Die Gewerkschaft fordert: Nicht der Chef soll bestimmen dürfen, wann sich jemand Zeitausgleich nimmt, sondern die Beschäftigten selbst. Damit sollen längere Freizeitblöcke für Beschäftigte möglich werden. Auch mit dieser Forderung soll das Arbeitszeitgesetz der Regierung repariert werden. Denn damit würde der nicht im Gesetz verankerte Anspruch auf eine 4-Tage-Woche Realität.
4 – 100 Prozent-Zuschläge für 11. und 12. Stunde
12-Stunden-Tage müssen die Ausnahme bleiben. Um das garantieren zu können, müssen sie teuer für die Unternehmen sein. Darum auch die Forderung der Gewerkschaft, die 11. und 12. Arbeitsstunde immer mit 100 % Zuschlägen zu bezahlen. Schon zuvor waren in vielen Unternehmen, in denen 12-Stunden-Tage möglich waren, solche Zuschläge in Betriebsvereinbarungen verankert. Durch das Arbeitszeitgesetz von ÖVP und FPÖ sind diese Vereinbarungen aber nicht mehr notwendig, um Mitarbeiter länger arbeiten zu lassen.
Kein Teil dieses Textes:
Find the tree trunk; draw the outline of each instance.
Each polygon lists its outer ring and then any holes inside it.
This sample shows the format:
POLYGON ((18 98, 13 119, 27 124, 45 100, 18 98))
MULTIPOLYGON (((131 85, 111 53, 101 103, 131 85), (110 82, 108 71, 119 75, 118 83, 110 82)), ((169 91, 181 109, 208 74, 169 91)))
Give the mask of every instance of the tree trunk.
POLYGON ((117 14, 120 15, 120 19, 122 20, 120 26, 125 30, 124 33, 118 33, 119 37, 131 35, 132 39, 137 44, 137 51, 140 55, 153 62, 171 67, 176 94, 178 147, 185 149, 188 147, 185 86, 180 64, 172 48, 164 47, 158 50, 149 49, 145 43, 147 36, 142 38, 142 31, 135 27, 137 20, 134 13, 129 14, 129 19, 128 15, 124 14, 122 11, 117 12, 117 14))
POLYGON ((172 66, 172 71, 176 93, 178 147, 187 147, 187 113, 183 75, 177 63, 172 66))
5 – Metaller fordern um 5 Prozent höhere Löhne und Gehälter
Die wohl klassischste Forderung in den Metaller-Verhandlungen ist jene nach einem Plus bei den Löhnen und Gehältern um 5 Prozent. Für jene, die wenig verdienen, soll es eine Mindesterhöhung um 100 Euro geben. Der Bundesvorsitzende der Gewerkschaft ProGe Rainer Wimmer nennt das eine „selbstbewusste Forderung von selbstbewussten Arbeitern und Angestellten“. Und die Metaller haben allen Grund, selbstbewusst aufzutreten. Schließlich gab es in der Branche ein Produktivitätsplus von 6 Prozent.
Die Lohnerhöhung würde also durch die Produktivitätsgewinne ausgeglichen. Die für die Verhandlungen relevante Inflation liegt bei 2,1 Prozent. Das ergibt ein reales Lohnplus von 2,9 Prozent. Das wäre auch nötig, schließlich stagnieren die Reallöhne seit 2010. Die Lohnerhöhungen wurden von der Inflation aufgefressen und den Beschäftigten hatten nicht mehr zum Leben.
Dass das nicht so sein muss, zeigt der europäische Vergleich: In Österreich sind die Reallöhne im Jahr 2017 im Vergleich zum Vorjahr um 0,7 Prozent gesunken. Die Slowakei verzeichnete hingegen ein Plus von 3,1 Prozent. Österreich gehört also zu den europäischen Schlusslichtern.